Sizin vasıtanızla hala bu torba yasa tasarısının iş güvencesi ile ilişkisi olmadığını düşünenlere buradan sormak istiyoruz. Ehliyetsiz, vasıfsız ama sadece yandaş olduğu için üst düzey yöneticiliğe atanan amirlerin, müdürlerin, genel müdürlerin, müsteşarların olduğu bir kamu istihdamında kamu emekçilerinin sınırlı hale getirilen iş güvencesi derin bir darbe daha almayacak mı?
Biz, vicdanlarında kamu emekçilerinin sorunlarına yer vermeyenlerin torba yasa tasarılarından da medet umulmayacağı gerçeğini defalarca yaşayarak öğrendik. Aynı tehlike bugün de kapımızda.
Bugün kamu emekçileri olarak önümüzde iki yol var. Ya işimize, güvencemize göz koyanlara karşı geleceğimize sahip çıkmak için örgütlü mücadeleyi yükselteceğiz ya da AKP’ye biat eden hükümet memurluğu ile güvencesiz, esnek, kuralsız çalışmanın gönüllü kulları olacağız.

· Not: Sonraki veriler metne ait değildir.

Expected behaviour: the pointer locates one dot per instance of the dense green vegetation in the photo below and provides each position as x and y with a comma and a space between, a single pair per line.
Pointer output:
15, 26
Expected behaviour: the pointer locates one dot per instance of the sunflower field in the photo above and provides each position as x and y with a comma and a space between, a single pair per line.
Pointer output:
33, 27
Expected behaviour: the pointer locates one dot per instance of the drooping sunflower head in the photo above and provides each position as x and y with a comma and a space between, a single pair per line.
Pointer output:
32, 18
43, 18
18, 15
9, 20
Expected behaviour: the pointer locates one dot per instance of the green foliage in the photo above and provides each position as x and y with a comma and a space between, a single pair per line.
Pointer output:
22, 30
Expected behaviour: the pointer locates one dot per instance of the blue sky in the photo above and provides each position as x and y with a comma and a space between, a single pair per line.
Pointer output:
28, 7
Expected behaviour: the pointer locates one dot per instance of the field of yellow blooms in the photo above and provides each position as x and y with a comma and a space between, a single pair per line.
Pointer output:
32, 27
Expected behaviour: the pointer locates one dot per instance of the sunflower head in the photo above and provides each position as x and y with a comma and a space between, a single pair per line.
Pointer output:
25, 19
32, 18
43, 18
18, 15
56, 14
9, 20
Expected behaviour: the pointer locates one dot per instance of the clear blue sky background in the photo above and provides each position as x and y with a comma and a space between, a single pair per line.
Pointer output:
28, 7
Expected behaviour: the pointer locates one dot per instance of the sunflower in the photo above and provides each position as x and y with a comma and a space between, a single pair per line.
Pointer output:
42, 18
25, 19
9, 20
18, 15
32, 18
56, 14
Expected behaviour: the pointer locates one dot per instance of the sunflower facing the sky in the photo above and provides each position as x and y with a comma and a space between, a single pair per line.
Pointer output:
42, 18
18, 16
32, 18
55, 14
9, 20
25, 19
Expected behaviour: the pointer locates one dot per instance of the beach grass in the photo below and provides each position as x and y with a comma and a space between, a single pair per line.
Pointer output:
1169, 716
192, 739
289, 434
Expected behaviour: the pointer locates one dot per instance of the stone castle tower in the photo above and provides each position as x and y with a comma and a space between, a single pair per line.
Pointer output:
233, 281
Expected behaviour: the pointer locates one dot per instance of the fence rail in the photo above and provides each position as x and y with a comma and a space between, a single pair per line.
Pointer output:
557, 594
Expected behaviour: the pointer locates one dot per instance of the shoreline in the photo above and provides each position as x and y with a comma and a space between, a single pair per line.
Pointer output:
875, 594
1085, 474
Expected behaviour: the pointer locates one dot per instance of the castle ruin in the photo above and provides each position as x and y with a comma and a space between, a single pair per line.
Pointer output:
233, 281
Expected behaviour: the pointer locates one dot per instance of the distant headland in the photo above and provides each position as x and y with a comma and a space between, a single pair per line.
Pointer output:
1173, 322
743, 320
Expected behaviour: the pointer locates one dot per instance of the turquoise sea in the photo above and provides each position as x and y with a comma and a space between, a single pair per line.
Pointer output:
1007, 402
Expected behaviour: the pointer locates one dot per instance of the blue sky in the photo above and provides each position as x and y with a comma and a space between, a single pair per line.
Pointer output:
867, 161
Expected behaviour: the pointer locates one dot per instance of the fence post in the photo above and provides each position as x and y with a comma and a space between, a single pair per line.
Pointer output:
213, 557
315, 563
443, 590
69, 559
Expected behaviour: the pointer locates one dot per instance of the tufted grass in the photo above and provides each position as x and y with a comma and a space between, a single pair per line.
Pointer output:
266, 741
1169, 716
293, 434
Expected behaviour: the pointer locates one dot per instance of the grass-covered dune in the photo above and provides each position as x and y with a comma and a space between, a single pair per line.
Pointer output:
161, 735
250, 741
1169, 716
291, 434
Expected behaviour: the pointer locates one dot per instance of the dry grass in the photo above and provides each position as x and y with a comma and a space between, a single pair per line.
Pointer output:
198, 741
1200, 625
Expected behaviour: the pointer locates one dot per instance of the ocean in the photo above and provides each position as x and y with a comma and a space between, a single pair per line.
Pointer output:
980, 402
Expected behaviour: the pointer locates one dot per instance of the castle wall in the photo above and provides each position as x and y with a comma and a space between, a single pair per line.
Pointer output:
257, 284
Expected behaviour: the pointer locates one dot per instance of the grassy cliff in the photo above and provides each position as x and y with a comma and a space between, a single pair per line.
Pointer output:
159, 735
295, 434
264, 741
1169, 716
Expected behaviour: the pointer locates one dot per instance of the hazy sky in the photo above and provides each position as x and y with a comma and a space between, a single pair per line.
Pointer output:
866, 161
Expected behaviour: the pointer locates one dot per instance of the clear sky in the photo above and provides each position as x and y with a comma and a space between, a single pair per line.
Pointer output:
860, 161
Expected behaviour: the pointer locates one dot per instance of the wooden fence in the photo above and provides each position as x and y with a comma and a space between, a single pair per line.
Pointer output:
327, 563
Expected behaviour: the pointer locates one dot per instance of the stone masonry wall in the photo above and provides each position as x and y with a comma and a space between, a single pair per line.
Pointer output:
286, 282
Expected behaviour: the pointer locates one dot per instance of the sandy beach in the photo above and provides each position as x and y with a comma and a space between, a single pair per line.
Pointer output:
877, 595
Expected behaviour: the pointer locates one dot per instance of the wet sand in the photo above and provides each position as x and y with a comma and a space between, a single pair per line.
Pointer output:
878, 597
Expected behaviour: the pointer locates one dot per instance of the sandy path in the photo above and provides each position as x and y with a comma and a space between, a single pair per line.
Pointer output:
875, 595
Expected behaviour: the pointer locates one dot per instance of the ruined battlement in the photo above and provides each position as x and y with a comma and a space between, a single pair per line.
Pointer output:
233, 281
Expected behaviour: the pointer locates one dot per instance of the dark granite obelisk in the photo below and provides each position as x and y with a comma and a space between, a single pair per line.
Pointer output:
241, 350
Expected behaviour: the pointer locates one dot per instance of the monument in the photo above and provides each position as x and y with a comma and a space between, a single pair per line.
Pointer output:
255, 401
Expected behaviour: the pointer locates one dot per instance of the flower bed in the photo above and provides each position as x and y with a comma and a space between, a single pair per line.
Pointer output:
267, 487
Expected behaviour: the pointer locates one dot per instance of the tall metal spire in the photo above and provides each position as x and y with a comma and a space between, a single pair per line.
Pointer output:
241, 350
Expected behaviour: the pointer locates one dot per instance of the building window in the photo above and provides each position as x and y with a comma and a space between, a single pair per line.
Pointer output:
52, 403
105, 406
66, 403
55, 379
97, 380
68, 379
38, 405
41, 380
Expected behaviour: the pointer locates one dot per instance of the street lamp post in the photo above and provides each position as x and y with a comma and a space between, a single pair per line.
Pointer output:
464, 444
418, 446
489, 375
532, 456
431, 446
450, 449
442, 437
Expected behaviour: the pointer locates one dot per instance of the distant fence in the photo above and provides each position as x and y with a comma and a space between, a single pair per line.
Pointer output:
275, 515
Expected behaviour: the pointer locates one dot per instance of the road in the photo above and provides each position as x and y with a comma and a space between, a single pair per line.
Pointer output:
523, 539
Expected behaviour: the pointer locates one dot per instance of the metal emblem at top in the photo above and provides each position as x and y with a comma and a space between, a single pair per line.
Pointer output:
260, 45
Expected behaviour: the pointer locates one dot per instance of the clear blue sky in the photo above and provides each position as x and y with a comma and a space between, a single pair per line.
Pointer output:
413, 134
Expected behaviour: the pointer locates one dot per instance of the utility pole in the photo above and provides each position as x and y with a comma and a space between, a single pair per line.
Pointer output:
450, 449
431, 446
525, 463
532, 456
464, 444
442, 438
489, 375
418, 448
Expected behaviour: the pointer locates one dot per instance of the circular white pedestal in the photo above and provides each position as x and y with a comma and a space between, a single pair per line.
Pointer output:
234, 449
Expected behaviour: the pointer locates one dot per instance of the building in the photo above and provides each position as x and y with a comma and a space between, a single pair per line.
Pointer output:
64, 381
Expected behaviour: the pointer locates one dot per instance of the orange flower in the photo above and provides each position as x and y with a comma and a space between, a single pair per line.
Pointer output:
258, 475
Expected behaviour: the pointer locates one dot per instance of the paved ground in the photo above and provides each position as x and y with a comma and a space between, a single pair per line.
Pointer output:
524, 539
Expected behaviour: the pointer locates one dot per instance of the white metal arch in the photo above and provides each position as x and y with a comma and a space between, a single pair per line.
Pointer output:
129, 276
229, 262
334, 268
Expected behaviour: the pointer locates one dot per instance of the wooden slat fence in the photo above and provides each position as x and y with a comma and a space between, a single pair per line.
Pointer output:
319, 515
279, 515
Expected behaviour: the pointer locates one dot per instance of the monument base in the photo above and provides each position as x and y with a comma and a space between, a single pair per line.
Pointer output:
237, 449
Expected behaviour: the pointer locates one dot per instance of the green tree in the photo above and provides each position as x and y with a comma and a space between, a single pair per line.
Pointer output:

Biz tercihini birinci yoldan yana kullanan kamu emekçilerinin örgütü olarak mücadeleyi yükseltemeye kararlıyız
Bize sormadan hakkımızda karar alanlara haklarımıza ve geleceğimize sahip çıktığımızı göstermek için tüm yurtta, işyerlerinde sandıklar kurduk. Emekçiler kendi referandumlarını yapıyorlar.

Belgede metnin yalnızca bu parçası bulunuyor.